La moda ha dado su último paso en España con los personal shoppers digitales

manLa moda puede seguir estilos distintos y correr por vertientes opuestas según la época o quién la siga, pero tiene algo en común que cada vez más marcas están implementando: su carácter digital.

Todas las grandes cadenas de ropa tiene su propio e-commerce, y cada vez son más las personas que compran por ahí, pero también parece ser que se ha definido un nicho de mercado en el que el usuario demanda distintas marcas a través de internet y encima desea asesoramiento.

No importa si han sido los usuarios se han definido así o son las start-up emergentes las que lo han hecho, el caso es que ya hay empresas en España que ofrecen ese servicio.

A esta última tendencia le da vida en España empresas como Fashiop. “Es más entrañable tomarse internet como un lugar más humano en el que no todo son máquinas”, afirma Carlos Solana, uno de los creadores de esta marca.

Tomando como ejemplo el estilo que otras plataformas han implantado, como el caso de Deliberry donde son “mamás” las que hacen la compra, estas empresas de moda han decidido coger ese toque personal y llevarlo a un público que no suele ser el más explotado en este sector: el masculino.

Pretenden otorgar un toque humano al negocio de la venta de moda y complementos para hombres, ya que es un público que ofrece hábitos de consumo y uso que, según sus fundadores, se hacen diferenciadores.
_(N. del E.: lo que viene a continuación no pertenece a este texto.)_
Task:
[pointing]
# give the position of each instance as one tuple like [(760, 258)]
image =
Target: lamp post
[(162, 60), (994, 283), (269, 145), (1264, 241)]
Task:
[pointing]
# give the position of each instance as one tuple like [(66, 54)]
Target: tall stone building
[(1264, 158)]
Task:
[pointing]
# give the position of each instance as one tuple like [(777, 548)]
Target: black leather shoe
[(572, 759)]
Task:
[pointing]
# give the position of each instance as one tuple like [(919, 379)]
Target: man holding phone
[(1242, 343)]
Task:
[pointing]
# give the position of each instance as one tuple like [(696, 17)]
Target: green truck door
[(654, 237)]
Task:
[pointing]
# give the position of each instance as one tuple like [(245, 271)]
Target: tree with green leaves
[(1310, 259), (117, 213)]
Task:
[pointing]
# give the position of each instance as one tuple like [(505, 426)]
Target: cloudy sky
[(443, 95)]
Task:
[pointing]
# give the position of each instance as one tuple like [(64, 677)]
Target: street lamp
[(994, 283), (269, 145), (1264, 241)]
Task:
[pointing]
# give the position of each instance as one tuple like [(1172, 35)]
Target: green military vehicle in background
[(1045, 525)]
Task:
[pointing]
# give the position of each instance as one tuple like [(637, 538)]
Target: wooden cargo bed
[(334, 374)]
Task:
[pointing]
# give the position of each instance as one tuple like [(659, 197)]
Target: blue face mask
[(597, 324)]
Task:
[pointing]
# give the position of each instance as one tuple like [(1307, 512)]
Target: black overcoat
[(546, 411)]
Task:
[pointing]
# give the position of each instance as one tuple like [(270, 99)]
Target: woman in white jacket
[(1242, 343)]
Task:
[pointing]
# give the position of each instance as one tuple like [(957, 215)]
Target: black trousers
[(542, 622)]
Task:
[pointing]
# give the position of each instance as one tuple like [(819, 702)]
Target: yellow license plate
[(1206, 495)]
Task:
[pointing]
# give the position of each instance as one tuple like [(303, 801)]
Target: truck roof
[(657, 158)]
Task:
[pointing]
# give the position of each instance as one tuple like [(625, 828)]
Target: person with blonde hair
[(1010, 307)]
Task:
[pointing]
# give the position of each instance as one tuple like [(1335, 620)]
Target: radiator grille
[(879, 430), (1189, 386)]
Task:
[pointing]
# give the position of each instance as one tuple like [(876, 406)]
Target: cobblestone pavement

A diferencia de las mujeres, “compran menos, pero el importe suele ser superior”.

Y esto viene a colación porque el uso de esta nueva empresa no es para todos los públicos. Los pedidos que envían suelen rondar los 900 o 1.000€.

El proceso de compra se inicia registrando al usuario, pasando una serie de entrevistas con la que será su personal shopper, seleccionando sus marcas favoritas, colores y prendas que desea evitar.

A partir de ese momento es la personal shopper la que a través de la pantalla selecciona lo que cree más acorde para el usuario y lo envía en cajas que van desde los 10 a los 20 artículos.

Una vez que el usuario lo recibe y se lo prueba, paga solo por lo que decide quedarse, y es la empresa la que, de manera gratuita recoge lo sobrante.

En cuanto al método de pago y para que todo el proceso transcurra correctamente sin cabida a la picaresca, “retenemos una cantidad del crédito de la tarjeta y la disponibilidad que tiene se aminora”. Recuerdan que en ningún momento se hacen cargos en la tarjeta hasta que el cliente decide con qué quiere quedarse.

Este modelo de negocio germinó con éxito hace tiempo en Reino Unido, donde los hombres se lo toman muy enserio. El objetivo que desean cumplir en España es que la próxima vez que su target tenga que airear su armario, tenga en mente esta nueva forma de entender el e-commerce.